DataStage V11.3 Grid - Restart

oacvb · Post by **oacvb** » Thu Jun 25, 2015 11:46 am

We have created a grid environment ( 1 primary and 6 conductor) and installed DataStage V 11.3.1.2. Migrated our jobs from 8.5 into new 11.3.1.2 . We have submitted a sequence that runs 40 jobs in parallel. We have installed Platform LSF 9.3. All the jobs are submitted to the same host, can you please suggest how to distribute the load into multiple host.

oacvb · Post by **oacvb** » Thu Jun 25, 2015 11:47 am

And job fails due to unavailability of resource or memory.

PaulVL · Post by **PaulVL** » Thu Jun 25, 2015 2:09 pm

Incert a 1 second delay into your job submission.

in lsb.queues, add this

JOB_ACCEPT_INTERVAL = 1
(read about it)

add this to lsb.params

MBD_SLEEP_TIME = 1 #Amount of time in seconds used for calculating parameter values

That should simulate a round robin yet still maintain load balancing.

you might also want to limit submitting jobs to a compute node if it is over a certain CPU threshhold

ut = 0.85
(in lsb.queues)

oacvb · Post by **oacvb** » Thu Jun 25, 2015 2:41 pm

Thanks PaulVL. I will make necessary changes and let you know the details.
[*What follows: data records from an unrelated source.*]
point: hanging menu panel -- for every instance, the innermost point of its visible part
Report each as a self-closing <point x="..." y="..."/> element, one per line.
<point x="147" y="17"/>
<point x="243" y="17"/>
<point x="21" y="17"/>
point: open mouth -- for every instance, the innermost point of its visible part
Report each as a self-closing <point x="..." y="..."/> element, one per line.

Will there be any delay in job submission? If yes, Will it only to the node (host) it submitted earlier or overall. I am trying to understand the impact if any.

oacvb · Post by **oacvb** » Thu Jun 25, 2015 2:52 pm

Will all the jobs in a sequence submitted to the same or different compute nodes. I believe it depends on the resource engine. Please correct my understanding.
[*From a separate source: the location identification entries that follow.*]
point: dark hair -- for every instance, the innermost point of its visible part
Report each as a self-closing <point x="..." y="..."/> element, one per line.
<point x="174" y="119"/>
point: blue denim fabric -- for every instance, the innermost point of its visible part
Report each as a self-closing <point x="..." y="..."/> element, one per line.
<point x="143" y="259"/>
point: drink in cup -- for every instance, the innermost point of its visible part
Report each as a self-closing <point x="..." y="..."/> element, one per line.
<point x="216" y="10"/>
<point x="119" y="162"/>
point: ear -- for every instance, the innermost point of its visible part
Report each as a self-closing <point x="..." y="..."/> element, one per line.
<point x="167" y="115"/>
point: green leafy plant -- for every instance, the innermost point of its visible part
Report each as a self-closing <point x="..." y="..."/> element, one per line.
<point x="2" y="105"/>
PaulVL · Post by **PaulVL** » Fri Jun 26, 2015 8:17 am

Test it.

What you are running into is the fact that the host you are submitting to is a valid candidate for a job because you told it that it had a maximum job slot (maybe 64), and you are submitting 40 jobs. At the time of submittion, your grid does not understand how much CPU each job will use. So 40 goes into 60 just fine. Boom, first server offered up to you is fare game.

Even if you put in the "ut=0.85" that is not enough to stop the flooding of one server. It will just stop concidering that host to be a candidate if the CPU is above 85%. At the start of your sequencer, that host would not be 85+. So all 40 jobs get sent to it because it's still fare game.
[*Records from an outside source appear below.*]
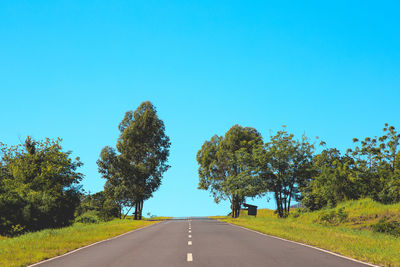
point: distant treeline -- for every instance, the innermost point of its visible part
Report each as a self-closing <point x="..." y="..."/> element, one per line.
<point x="240" y="165"/>
<point x="39" y="182"/>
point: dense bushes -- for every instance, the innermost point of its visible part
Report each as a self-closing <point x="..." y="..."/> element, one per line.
<point x="38" y="186"/>
<point x="386" y="226"/>
<point x="371" y="169"/>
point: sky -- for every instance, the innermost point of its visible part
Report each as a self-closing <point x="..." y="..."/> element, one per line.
<point x="71" y="69"/>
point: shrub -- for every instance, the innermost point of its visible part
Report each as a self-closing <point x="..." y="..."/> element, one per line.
<point x="333" y="217"/>
<point x="387" y="227"/>
<point x="87" y="218"/>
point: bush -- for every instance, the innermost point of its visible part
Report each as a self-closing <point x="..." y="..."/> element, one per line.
<point x="387" y="227"/>
<point x="87" y="218"/>
<point x="333" y="217"/>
By introducing a 1 second delay before the host can accept another job, you will basically be able to submit X number of jobs per second where X is the quantity of compute nodes in your pool, 1 per compute node, the other jobs are held in the queue. On second #2 you would submit another X amount of jobs. This would happen until the backlog is all done.

So yes, there would be a delay in your job submissions because of the wait time in the queue.

That's load balancing for ya. Test the load on the box... then deploy.

Of course, the above technique is totally thrown out the window if you are using the sequencer.sh method of pre-generating your APT file in the sequencer, then passing it to the jobs. The jobs at that point are not grid jobs which are individually load balanced.

oacvb · Post by **oacvb** » Fri Jun 26, 2015 10:56 am

Thanks PaulVL. It really helped.